The CISP initiative outlined several recommendations to address the challenges of international scientific collaboration:

  • Any restrictions on international collaborations involving federally supported research should be well-justified and carefully/narrowly defined. Large-scale scientific endeavors are an important component of our nation’s overall science and technology enterprise. The United States must be prepared to contribute support for operations outside the United States. Scientific talent arises across the globe at an increasing rate as many countries invest in building a more robust science and technology enterprise.
  • Many of the most pressing scientific questions are not defined by national boundaries and require global collaboration for advancement. Both fundamental questions and those related to broad societal problems frequently involve people with different capabilities, perspectives, and access to resources. Forming teams with the best skills to address a research challenge increasingly draws on international collaborators.
  • To maintain leadership in fundamental research, it is essential that the United States continues to have an academic education and research system that is open, strong, and attractive and welcoming to international students. In 1960, federal funding represented 45% of all global R&D, while today it accounts for less than 10%. Our country should examine investing in R&D and approving policies that facilitate, support, and foster its scientists in collaborating internationally.
  • The United States must engage with the broader scientific community if America is to be among the world leaders across all scientific fields. Scientific partnerships are an important element of foreign policy and international relationships and necessitates cooperation.
  • The United States must look not only to those nations that are presently strong, but also to those that are emerging, as scientific partners. Without support and commitment to collaboration from the U.S. government, U.S. scientists may be excluded from some of the world’s leading scientific projects and associated technological advances, especially as multinational funders promote increasingly large international projects.

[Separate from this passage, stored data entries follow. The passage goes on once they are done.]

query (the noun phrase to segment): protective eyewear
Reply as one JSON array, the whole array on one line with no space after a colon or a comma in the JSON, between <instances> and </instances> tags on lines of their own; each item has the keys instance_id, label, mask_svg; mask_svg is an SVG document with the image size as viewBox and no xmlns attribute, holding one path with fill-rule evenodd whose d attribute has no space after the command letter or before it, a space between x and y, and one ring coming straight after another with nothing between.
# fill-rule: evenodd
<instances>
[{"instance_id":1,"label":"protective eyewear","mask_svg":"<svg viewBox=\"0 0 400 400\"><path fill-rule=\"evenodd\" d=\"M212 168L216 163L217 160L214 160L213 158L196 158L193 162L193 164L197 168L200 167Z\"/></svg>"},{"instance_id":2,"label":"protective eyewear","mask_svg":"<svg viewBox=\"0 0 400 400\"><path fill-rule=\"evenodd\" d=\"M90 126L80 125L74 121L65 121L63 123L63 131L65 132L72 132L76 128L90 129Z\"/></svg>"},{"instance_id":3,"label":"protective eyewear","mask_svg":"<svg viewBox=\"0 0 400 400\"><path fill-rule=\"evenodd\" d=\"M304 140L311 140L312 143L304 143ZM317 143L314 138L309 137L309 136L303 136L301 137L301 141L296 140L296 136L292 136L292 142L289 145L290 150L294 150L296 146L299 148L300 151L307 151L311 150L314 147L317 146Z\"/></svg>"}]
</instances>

  • Most importantly, the United States must be engaged in the development of global ethical frameworks for research. As discoveries and technological capacities increase, ethical questions are becoming more complex.

The scientific community certainly understands the benefits of international scientific collaboration. However, risks of such collaboration to U.S. national security are now at the forefront of debate. Those risks must be acknowledged along with the benefits from scientific collaboration with countries that are potential adversaries.